Three years later he got his wish. And just two weeks after the double surgery, father and son are recovering well.
Frank, 30, who owns his own business, said: "People always say you would do anything for your kids and it's true. When I think of the amount of pain he has gone through, two weeks of pain for me is nothing.
"I'd do it again if I had three kidneys."
The Evening Times first told in February 2011 how John Paul had been diagnosed with kidney problems in the womb.
John Paul, Frank and his partner Maryanne's first child, had to be delivered one month early so he could receive emergency medical treatment for his prune belly syndrome - a rare genetic disorder that affects the kidneys and bladder.
Babies with the illness, which is also called Eagle-Barrett syndrome, have no abdominal muscles or very weak abdominal muscles and can be born with extra wrinkled skin on their bellies.
The illness was picked up at Maryanne's 20-week scan and she had to attend hospital every week of her pregnancy.
Fluid had been building up in John Paul's body and damaging his renal system.
Since being allowed home at three weeks old, John Paul has needed round-the-clock care, including dialysis at home every night and weekly visits to Yorkhill Hospital.
It had been hoped that his condition, which affects just one in 40,000 births, would be managed by drugs but doctors quickly realised a transplant would be necessary.
Both Maryanne, who works for Arnold Clark, and Frank were tested for compatibility and Frank was found to be a 99% match.
Frank, who is from Hamilton, said: "I thought I would be able to do it immediately but they said we would have to wait until he was bigger.
"The process was a lot simpler than I thought. The tests are meant to take around nine months but I took lots of cancelled appointments so I had all the tests in seven weeks.
"Anyone can donate but health is a factor. They didn't want to make a patient out of me."
On April 16, Frank, who runs his own cleaning business, was wheeled into the operating theatre at Glasgow's Western Infirmary, for surgery to remove his right kidney, knowing his little boy was close by at Yorkhill hospital waiting for it.
He said: "I was more worried about Maryanne, knowing she would be worried about both of us.
"I was taken in about 8.15am and John Paul was taken in 45 minutes later.
"As soon as I woke up the nurses said to me, you might be a bit sore but the kidney you gave your son was working within half an hour. That took away the pain."
HE continued: "They took me to see him, to see the smile on his face was incredible.
"You could see instantly that he was a different boy.
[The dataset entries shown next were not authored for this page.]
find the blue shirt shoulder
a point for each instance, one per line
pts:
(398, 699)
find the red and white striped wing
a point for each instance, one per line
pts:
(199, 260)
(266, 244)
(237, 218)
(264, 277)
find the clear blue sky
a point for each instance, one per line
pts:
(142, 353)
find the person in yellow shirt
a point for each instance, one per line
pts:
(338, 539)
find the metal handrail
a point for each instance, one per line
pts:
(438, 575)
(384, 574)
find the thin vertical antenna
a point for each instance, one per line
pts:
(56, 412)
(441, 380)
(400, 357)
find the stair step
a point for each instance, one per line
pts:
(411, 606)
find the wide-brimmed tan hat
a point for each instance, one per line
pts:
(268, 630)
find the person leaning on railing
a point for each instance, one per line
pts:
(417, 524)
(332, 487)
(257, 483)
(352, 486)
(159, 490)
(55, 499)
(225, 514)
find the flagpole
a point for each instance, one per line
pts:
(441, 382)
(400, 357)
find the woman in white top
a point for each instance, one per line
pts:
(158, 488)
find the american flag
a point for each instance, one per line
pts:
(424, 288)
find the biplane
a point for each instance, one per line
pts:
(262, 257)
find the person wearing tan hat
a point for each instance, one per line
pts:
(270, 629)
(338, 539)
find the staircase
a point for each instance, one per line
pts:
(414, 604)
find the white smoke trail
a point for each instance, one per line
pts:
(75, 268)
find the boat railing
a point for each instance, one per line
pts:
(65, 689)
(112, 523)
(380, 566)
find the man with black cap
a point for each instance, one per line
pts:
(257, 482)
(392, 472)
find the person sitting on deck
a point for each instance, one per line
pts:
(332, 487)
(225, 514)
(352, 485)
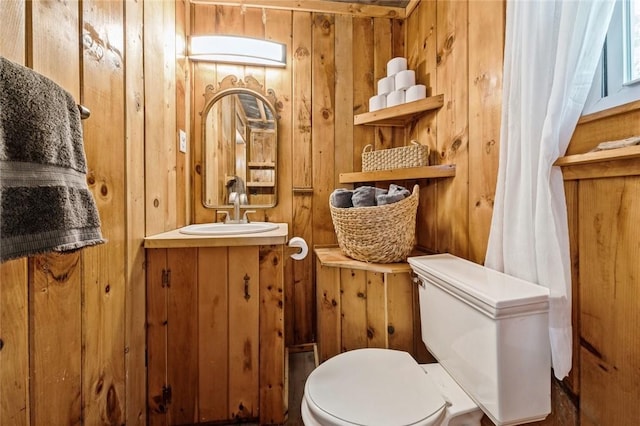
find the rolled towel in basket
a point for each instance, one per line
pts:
(365, 196)
(396, 193)
(341, 197)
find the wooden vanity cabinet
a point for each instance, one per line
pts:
(215, 335)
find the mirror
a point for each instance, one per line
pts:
(240, 144)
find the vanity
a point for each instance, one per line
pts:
(215, 327)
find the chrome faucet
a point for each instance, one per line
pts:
(236, 199)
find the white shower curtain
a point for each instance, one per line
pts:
(552, 48)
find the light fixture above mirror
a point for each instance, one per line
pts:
(237, 50)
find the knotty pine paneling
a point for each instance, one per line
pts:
(12, 16)
(299, 284)
(486, 28)
(452, 47)
(103, 313)
(75, 350)
(609, 293)
(135, 321)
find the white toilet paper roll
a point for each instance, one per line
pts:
(396, 65)
(405, 79)
(395, 98)
(377, 102)
(299, 242)
(417, 92)
(386, 85)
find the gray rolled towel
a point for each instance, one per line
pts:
(341, 197)
(396, 193)
(365, 196)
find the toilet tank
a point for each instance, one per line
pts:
(490, 332)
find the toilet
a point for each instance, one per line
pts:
(487, 330)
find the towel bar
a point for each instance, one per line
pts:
(84, 112)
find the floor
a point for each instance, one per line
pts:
(301, 363)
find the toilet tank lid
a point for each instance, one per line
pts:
(497, 293)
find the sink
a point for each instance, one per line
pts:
(219, 228)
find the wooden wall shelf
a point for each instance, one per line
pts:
(399, 115)
(426, 172)
(599, 164)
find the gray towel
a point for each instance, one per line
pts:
(396, 193)
(341, 197)
(45, 203)
(365, 196)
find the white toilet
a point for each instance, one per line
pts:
(489, 333)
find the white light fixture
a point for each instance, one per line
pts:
(237, 50)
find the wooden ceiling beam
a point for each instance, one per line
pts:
(322, 6)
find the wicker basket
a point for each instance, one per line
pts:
(414, 155)
(380, 234)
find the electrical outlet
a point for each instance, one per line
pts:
(183, 141)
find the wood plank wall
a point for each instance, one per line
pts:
(334, 62)
(73, 325)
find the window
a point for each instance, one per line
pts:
(617, 79)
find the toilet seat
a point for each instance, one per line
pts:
(372, 387)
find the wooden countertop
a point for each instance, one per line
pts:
(174, 239)
(333, 256)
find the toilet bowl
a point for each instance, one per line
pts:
(387, 388)
(489, 332)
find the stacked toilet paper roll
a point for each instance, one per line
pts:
(398, 87)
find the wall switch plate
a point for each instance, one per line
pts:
(183, 141)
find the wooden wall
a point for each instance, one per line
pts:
(73, 325)
(334, 62)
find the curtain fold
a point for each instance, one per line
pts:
(551, 53)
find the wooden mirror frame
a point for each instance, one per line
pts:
(230, 85)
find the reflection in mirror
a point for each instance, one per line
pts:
(240, 135)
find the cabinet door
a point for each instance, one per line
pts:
(243, 331)
(213, 336)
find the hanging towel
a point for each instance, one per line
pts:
(45, 203)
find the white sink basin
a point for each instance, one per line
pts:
(227, 229)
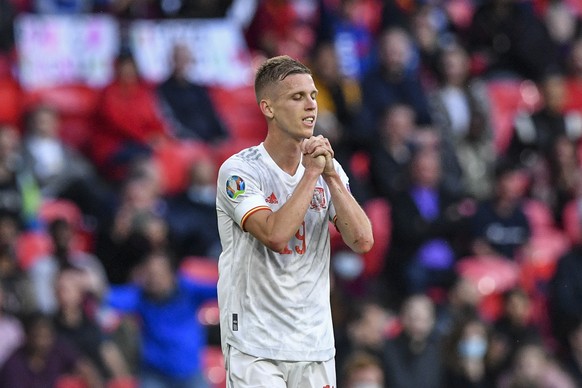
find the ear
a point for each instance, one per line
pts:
(266, 108)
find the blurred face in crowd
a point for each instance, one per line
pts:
(158, 275)
(426, 168)
(455, 64)
(45, 122)
(395, 51)
(398, 124)
(69, 291)
(326, 64)
(9, 142)
(41, 337)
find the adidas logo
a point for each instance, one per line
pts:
(272, 199)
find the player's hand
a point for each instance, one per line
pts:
(318, 147)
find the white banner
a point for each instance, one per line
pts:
(56, 50)
(218, 47)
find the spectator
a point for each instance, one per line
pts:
(460, 305)
(394, 80)
(572, 352)
(172, 337)
(60, 171)
(391, 153)
(75, 325)
(460, 107)
(343, 27)
(11, 331)
(426, 219)
(500, 226)
(465, 354)
(565, 293)
(129, 121)
(536, 134)
(366, 331)
(512, 329)
(44, 270)
(19, 297)
(191, 216)
(44, 359)
(413, 358)
(19, 192)
(122, 244)
(508, 39)
(178, 94)
(362, 370)
(533, 367)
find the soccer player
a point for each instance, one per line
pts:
(274, 202)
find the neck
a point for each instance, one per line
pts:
(285, 152)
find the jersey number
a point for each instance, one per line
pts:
(298, 242)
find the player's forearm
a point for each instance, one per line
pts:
(352, 222)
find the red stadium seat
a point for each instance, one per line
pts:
(10, 101)
(213, 367)
(507, 97)
(571, 221)
(378, 210)
(76, 105)
(240, 112)
(70, 381)
(198, 268)
(30, 246)
(540, 216)
(492, 276)
(175, 160)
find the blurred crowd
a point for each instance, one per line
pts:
(459, 123)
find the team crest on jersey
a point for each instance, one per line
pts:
(318, 201)
(235, 186)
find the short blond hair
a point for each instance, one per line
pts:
(274, 70)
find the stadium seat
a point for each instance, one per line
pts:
(10, 101)
(540, 216)
(175, 160)
(213, 367)
(31, 246)
(199, 268)
(378, 210)
(492, 276)
(71, 381)
(571, 221)
(122, 382)
(240, 113)
(507, 97)
(76, 104)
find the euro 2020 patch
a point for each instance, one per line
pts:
(235, 186)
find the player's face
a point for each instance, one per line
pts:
(294, 107)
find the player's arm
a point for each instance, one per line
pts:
(351, 220)
(276, 229)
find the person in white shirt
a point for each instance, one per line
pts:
(274, 202)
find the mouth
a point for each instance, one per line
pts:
(309, 120)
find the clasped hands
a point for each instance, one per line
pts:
(318, 154)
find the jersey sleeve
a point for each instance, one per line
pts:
(346, 182)
(239, 191)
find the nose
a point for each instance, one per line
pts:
(311, 103)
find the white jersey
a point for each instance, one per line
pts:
(273, 305)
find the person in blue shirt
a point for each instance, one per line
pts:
(172, 338)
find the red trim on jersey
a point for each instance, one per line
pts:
(251, 212)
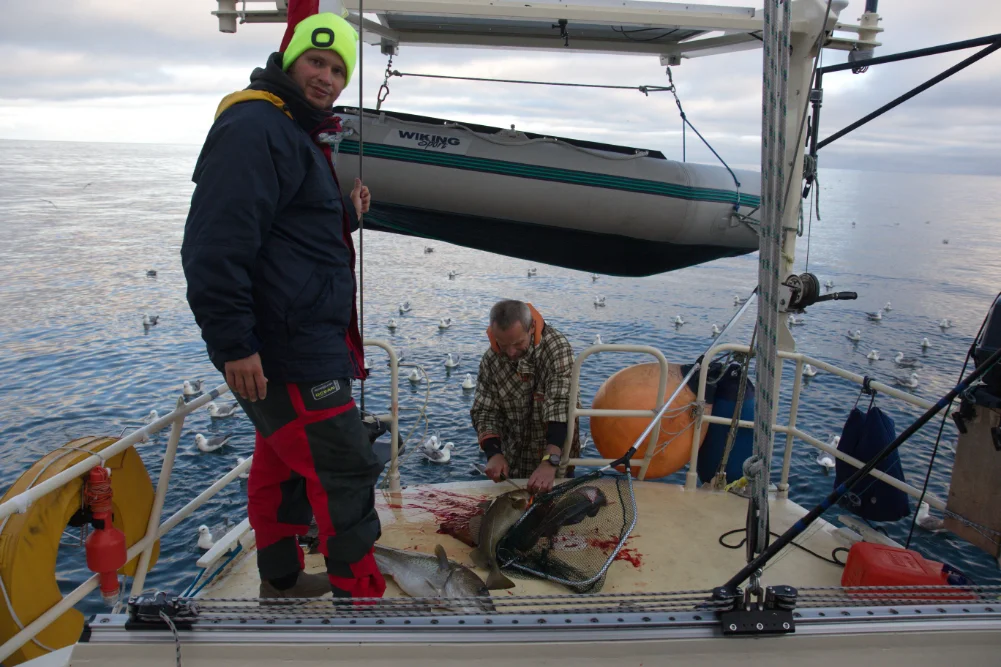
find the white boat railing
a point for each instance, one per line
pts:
(154, 529)
(791, 430)
(175, 420)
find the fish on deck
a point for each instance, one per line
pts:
(424, 576)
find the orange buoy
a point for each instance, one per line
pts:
(635, 388)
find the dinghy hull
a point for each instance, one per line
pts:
(583, 205)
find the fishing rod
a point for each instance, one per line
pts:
(800, 526)
(625, 459)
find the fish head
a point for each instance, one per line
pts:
(516, 500)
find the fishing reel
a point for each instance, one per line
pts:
(800, 291)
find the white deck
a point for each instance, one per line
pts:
(675, 545)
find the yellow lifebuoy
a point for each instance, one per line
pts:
(29, 542)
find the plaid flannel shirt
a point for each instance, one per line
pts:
(517, 400)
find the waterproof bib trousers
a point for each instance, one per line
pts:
(312, 458)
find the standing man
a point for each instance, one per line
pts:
(269, 263)
(522, 408)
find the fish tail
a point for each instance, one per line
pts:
(495, 580)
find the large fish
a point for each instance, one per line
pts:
(549, 518)
(502, 514)
(423, 576)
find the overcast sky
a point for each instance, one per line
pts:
(145, 71)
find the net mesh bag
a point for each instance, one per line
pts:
(573, 534)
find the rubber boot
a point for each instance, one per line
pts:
(306, 586)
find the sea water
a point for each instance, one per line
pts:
(80, 224)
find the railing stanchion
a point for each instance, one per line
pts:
(162, 483)
(655, 434)
(794, 409)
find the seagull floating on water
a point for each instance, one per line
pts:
(826, 461)
(212, 444)
(927, 521)
(221, 411)
(434, 452)
(909, 383)
(207, 538)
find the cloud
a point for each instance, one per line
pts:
(129, 71)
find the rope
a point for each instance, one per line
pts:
(361, 177)
(646, 90)
(177, 640)
(686, 121)
(383, 90)
(818, 46)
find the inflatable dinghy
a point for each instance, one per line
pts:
(579, 204)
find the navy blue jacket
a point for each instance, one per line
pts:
(267, 266)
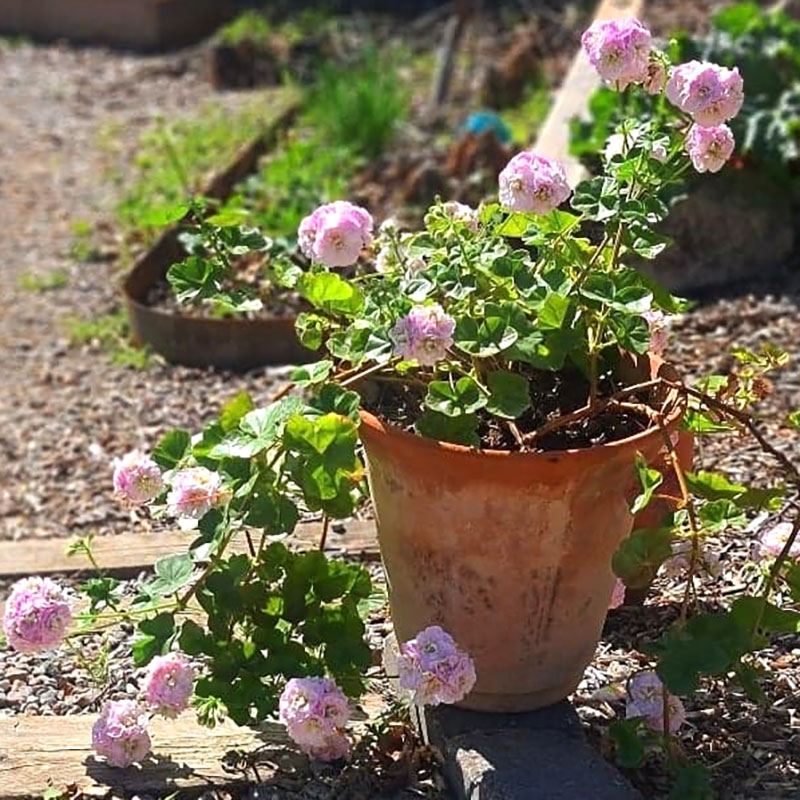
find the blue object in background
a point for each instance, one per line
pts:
(480, 121)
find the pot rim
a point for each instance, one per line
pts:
(378, 426)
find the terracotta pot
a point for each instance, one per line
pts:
(509, 552)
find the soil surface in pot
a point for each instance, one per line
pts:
(553, 394)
He's taken everything in his stride, he was always smiling but this time the smile told a different story.
"He will now be able to stay with his grandparents, to go on holidays. We tried not to keep him in bubble wrap but we had to keep him away from common colds, we had to be home at a certain time for dialysis. I'm feeling good, a bit tender but that's to be expected."
The shortage of organs has led to more people across the UK receiving organs from living donors. Although this involves carrying out major surgery, results are often very successful.
The couple have raised almost £5000 for Yorkhill Hospital to say thank you for the care their son has received so far.
Frank has given his full backing to the Evening Times' campaign for an opt-out transplant system. He is aware that John Paul may need one or even two more transplants in the future.
He said: "I think it's a great idea. I read a story about a man waiting 1000 days for a kidney, that is why I asked to be tested. I think (organ donation) should be mandatory, as well as donating blood.
"I've been a registered donor since I was 18. I told the doctors if they weren't able to use my kidney for John Paul, that I wanted someone else to benefit."
Peter Storey, of Kidney Research UK, said: "There are just not enough kidneys available for transplant; around 550 people in Scotland are waiting for a kidney but less than half of them will receive one.
"The best chance of finding a match for a transplant will be from an immediate family member, such as a parent, child or sibling."